Dead Postings Society

FACEBOOK: Users are dying off at 10,000 a day. Their accounts aren’t.

‘Ceasing to be’ may not end our online existence, says Terence Kennedy
BY 2060 Facebook will have more dead users than live ones. Users are dying off at 10,000 a day. Their accounts aren’t.
A famous quote says millions long for immortality who don’t know what to do with themselves on a rainy Sunday afternoon. Now many of us are heading for digital immortality without quite realising it.
That’s partly because social media platforms make it difficult to either pass on, or shut down, the sites of ‘late’ users. Indeed in one infamous recent case, a site actually kept warning a deceased user that he was infringing their rules by dying without telling them. (They later apologised).
Youngsters in particular are always being warned that what goes on the internet, stays on the internet. Few realise this also extends beyond death.
In Facebook’s first ten years some 10 million users died – and in most cases, their accounts are still up there, forever, caught in a legal limbo which technophobic legislators show little appetite for tackling.

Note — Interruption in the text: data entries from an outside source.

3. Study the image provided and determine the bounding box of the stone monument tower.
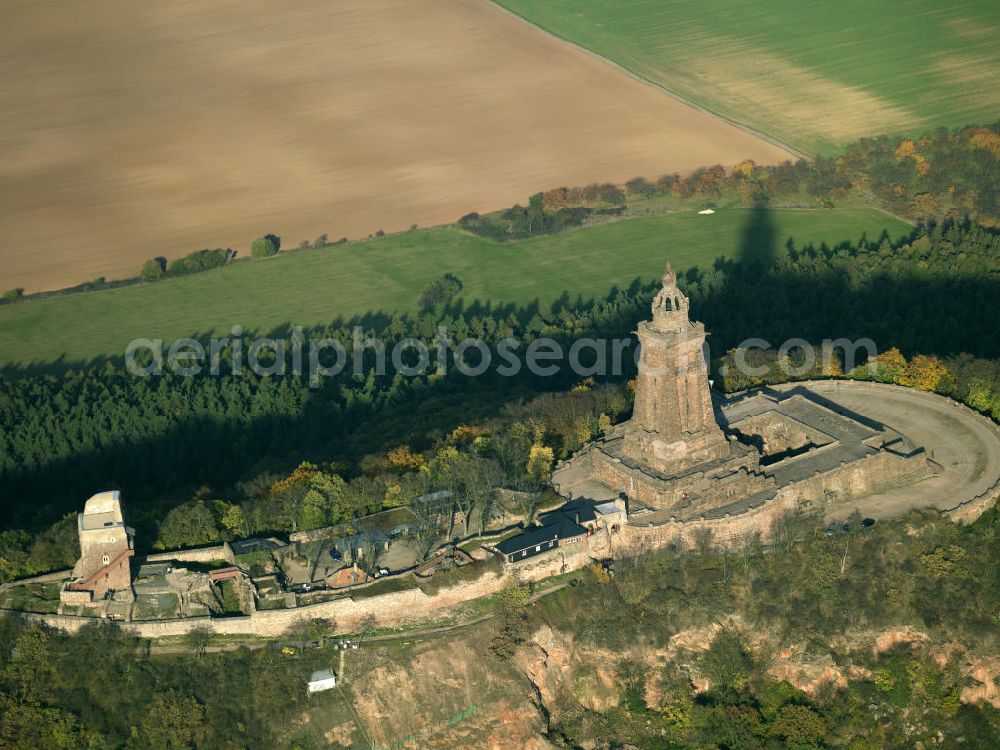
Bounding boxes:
[561,263,775,519]
[622,262,730,474]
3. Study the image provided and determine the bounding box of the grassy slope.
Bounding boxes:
[498,0,1000,153]
[0,208,909,364]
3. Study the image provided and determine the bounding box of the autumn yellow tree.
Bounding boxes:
[527,443,555,484]
[897,354,948,391]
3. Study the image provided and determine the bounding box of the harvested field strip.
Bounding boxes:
[0,208,910,365]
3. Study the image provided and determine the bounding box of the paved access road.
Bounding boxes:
[774,381,1000,518]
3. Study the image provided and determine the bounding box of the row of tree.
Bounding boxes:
[533,123,1000,226]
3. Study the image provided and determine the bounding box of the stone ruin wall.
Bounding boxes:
[588,444,773,513]
[146,542,236,565]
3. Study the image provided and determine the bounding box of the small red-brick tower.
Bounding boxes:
[67,491,135,600]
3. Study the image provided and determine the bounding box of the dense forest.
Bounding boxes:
[0,217,1000,571]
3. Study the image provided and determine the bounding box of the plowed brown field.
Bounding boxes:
[0,0,788,291]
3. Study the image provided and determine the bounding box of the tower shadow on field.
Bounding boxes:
[737,203,778,273]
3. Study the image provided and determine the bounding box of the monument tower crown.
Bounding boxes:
[650,260,693,333]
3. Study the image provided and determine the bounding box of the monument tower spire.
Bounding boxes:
[623,261,729,473]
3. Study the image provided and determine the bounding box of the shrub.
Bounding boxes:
[139,255,167,281]
[250,234,281,258]
[169,248,229,276]
[419,273,462,312]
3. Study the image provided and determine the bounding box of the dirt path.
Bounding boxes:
[0,0,792,291]
[150,583,569,655]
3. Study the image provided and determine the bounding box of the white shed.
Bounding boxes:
[306,669,337,693]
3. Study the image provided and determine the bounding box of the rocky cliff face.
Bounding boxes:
[327,621,1000,750]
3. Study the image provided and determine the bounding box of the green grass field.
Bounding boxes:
[0,208,909,365]
[498,0,1000,153]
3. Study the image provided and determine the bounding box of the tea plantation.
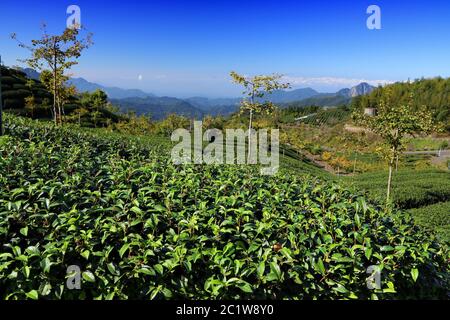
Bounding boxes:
[0,116,450,299]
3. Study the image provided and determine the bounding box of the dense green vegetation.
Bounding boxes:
[346,169,450,242]
[1,66,53,118]
[1,66,123,127]
[352,77,450,131]
[0,116,449,299]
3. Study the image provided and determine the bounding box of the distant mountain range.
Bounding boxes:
[15,68,375,119]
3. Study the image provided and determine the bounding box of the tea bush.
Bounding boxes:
[0,116,449,299]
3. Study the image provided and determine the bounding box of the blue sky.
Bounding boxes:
[0,0,450,97]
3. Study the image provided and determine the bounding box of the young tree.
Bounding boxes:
[353,89,437,203]
[11,25,92,124]
[230,71,290,159]
[25,96,36,118]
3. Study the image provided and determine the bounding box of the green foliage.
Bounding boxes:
[409,201,450,243]
[0,116,449,299]
[11,25,92,124]
[347,169,450,209]
[352,77,450,131]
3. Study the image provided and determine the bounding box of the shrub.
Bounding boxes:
[0,116,449,299]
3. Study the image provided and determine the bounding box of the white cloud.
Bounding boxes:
[283,76,395,88]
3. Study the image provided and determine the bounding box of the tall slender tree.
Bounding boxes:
[353,88,440,204]
[230,71,290,159]
[11,25,92,124]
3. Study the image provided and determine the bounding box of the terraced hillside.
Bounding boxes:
[0,116,449,299]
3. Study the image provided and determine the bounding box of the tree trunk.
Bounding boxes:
[53,42,58,125]
[247,109,253,162]
[386,160,394,204]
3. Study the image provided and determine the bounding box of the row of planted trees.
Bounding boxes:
[8,26,437,208]
[11,25,93,124]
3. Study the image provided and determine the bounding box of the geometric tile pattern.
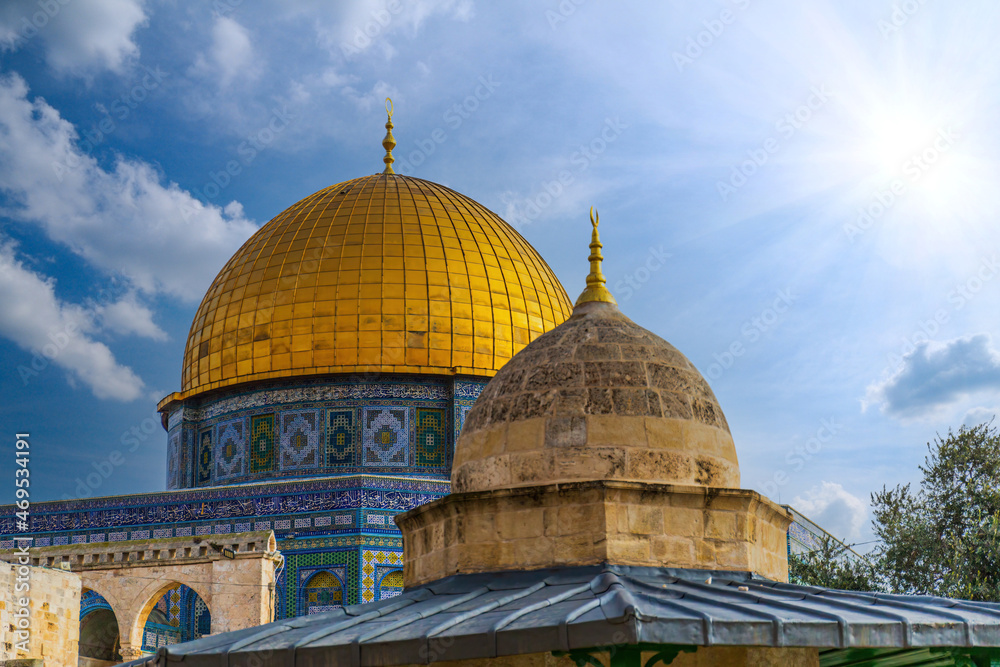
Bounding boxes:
[361,549,403,603]
[376,567,403,600]
[361,407,410,466]
[414,408,447,468]
[278,410,320,470]
[278,549,360,618]
[250,414,276,473]
[326,410,355,467]
[142,584,212,651]
[167,429,183,489]
[215,417,247,480]
[299,567,347,616]
[195,431,212,486]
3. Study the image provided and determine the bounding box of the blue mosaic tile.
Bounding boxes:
[326,410,356,466]
[195,430,212,486]
[414,408,448,468]
[215,417,246,481]
[250,414,276,474]
[361,407,410,466]
[278,410,322,470]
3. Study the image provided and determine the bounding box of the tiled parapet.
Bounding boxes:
[396,480,791,587]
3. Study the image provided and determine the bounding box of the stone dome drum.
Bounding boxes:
[452,301,740,493]
[171,173,571,400]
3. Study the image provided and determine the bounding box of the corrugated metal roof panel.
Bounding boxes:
[119,565,1000,667]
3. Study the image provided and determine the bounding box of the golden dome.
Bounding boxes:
[168,174,571,400]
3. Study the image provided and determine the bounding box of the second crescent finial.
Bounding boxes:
[576,206,618,306]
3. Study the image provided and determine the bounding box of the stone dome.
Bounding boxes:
[165,173,571,400]
[452,294,740,493]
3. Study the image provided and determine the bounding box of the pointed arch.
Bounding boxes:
[299,569,344,615]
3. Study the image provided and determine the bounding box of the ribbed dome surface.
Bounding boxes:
[175,174,571,398]
[451,302,740,493]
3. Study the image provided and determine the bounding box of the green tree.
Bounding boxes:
[788,535,880,591]
[872,422,1000,601]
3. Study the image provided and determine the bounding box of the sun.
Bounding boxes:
[858,110,938,178]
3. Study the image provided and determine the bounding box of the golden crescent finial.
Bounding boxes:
[576,206,618,306]
[382,97,396,174]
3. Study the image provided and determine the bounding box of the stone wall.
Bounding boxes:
[0,562,81,667]
[396,481,791,587]
[0,531,281,665]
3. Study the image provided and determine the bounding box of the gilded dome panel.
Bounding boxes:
[175,174,571,397]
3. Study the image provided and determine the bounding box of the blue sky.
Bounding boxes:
[0,0,1000,541]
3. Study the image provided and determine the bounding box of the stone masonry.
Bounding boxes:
[397,480,791,586]
[0,531,281,665]
[0,561,81,667]
[452,303,740,493]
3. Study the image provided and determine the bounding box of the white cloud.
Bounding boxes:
[0,242,143,401]
[862,333,1000,417]
[193,16,260,88]
[792,482,868,541]
[0,75,256,301]
[342,81,399,111]
[0,0,147,73]
[316,0,474,60]
[94,292,168,341]
[962,407,1000,428]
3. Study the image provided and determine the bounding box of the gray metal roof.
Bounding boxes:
[131,565,1000,667]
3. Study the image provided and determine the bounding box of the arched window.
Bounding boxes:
[142,584,212,652]
[303,570,344,615]
[79,588,122,663]
[378,570,403,600]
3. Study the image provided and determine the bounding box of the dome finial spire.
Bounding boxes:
[382,97,396,174]
[576,206,618,306]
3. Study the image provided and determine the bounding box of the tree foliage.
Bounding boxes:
[788,535,880,591]
[872,422,1000,601]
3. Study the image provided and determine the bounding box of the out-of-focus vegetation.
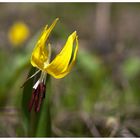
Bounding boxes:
[0,3,140,137]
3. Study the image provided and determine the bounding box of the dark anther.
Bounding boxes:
[29,83,46,112]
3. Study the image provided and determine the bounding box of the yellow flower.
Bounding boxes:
[8,21,30,47]
[31,18,78,79]
[29,18,78,112]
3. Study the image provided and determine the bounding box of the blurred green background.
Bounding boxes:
[0,3,140,137]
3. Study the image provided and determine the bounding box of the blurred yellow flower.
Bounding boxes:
[29,18,78,112]
[8,21,30,47]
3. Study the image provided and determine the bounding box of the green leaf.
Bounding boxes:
[22,67,51,137]
[22,67,35,135]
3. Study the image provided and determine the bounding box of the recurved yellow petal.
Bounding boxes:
[31,18,59,70]
[44,31,78,79]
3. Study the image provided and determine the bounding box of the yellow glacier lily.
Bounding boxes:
[29,18,78,112]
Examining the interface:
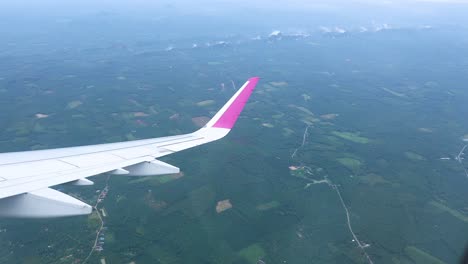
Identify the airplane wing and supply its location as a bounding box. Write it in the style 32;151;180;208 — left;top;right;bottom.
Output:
0;77;259;218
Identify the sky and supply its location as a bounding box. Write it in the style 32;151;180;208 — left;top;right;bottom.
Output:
0;0;468;38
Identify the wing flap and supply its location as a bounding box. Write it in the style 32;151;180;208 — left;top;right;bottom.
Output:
0;77;258;217
0;188;92;218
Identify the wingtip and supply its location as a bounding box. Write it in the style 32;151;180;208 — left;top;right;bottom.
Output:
208;77;260;129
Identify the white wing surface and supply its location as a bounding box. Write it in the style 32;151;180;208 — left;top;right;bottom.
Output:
0;77;259;218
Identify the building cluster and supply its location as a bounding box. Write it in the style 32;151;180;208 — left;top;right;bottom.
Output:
94;226;107;252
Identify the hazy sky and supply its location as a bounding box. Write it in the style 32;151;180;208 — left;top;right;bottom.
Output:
0;0;468;30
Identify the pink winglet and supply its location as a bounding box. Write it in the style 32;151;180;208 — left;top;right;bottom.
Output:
213;77;260;129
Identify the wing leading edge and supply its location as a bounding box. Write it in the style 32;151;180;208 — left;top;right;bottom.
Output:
0;77;259;218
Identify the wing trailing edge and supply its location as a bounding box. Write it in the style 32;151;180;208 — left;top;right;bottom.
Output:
0;77;259;218
0;188;92;218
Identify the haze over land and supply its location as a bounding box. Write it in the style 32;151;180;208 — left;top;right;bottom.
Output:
0;1;468;264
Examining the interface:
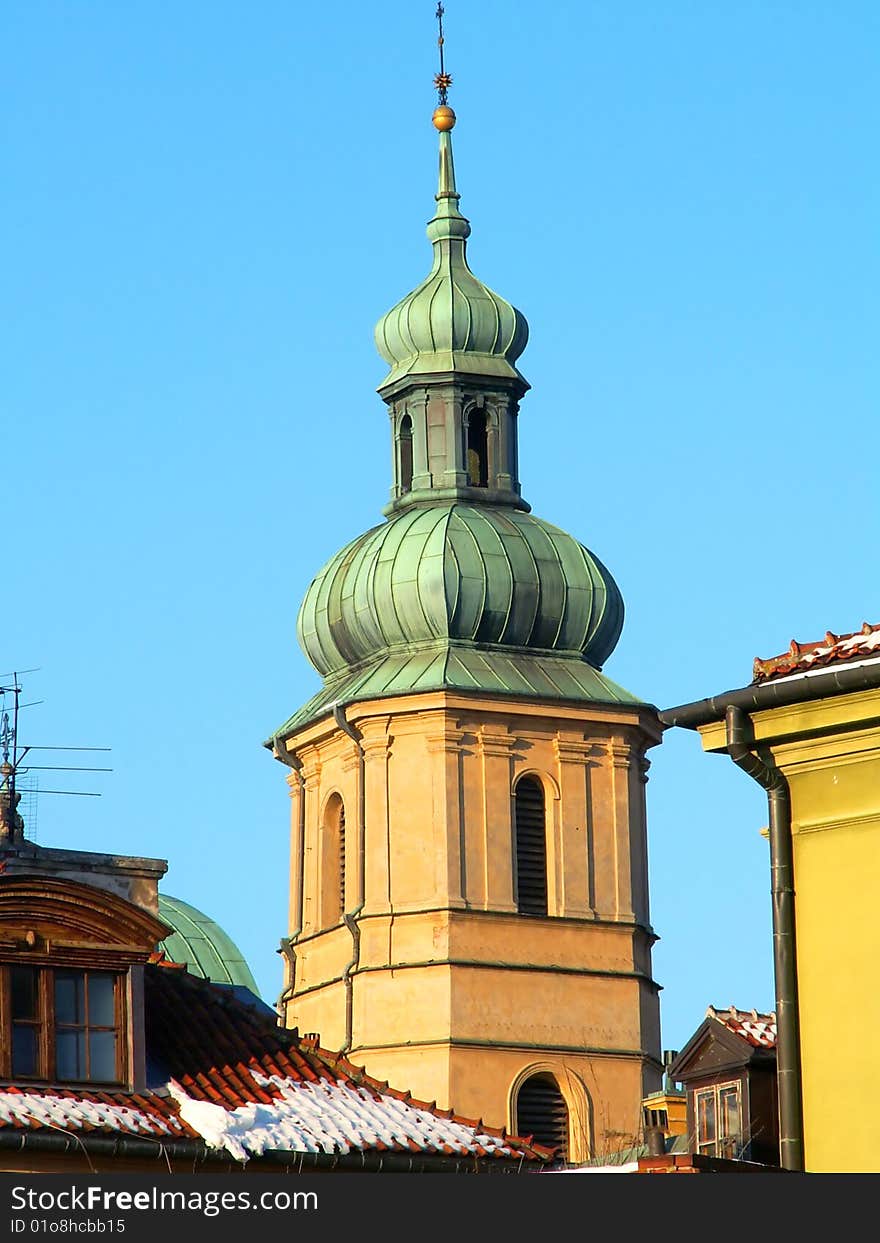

Tales abound of families denied access to a deceased loved one’s site, or all the data social media sites hold about that person.
Drawing up a will takes care of our material assets, but a few quick tips might avoid those left behind being trapped in our digital maze.
Some platforms, like Twitter and Instagram, will indeed let next-of-kin terminate an account on proof of death, but Twitter still denies access to anything on that account.
Facebook recently bowed to years of pressure by adding an option the still-living user can tick, letting the account be deleted after death. It also lets you appoint a family member as a ‘legacy contact’ who can, among other things, remove ‘inappropriate’ content from an account.
Google holds more information about more people in the world than any other platform, and it too has now made it easier for others to access and manage that information after a number of high-profile legal challenges.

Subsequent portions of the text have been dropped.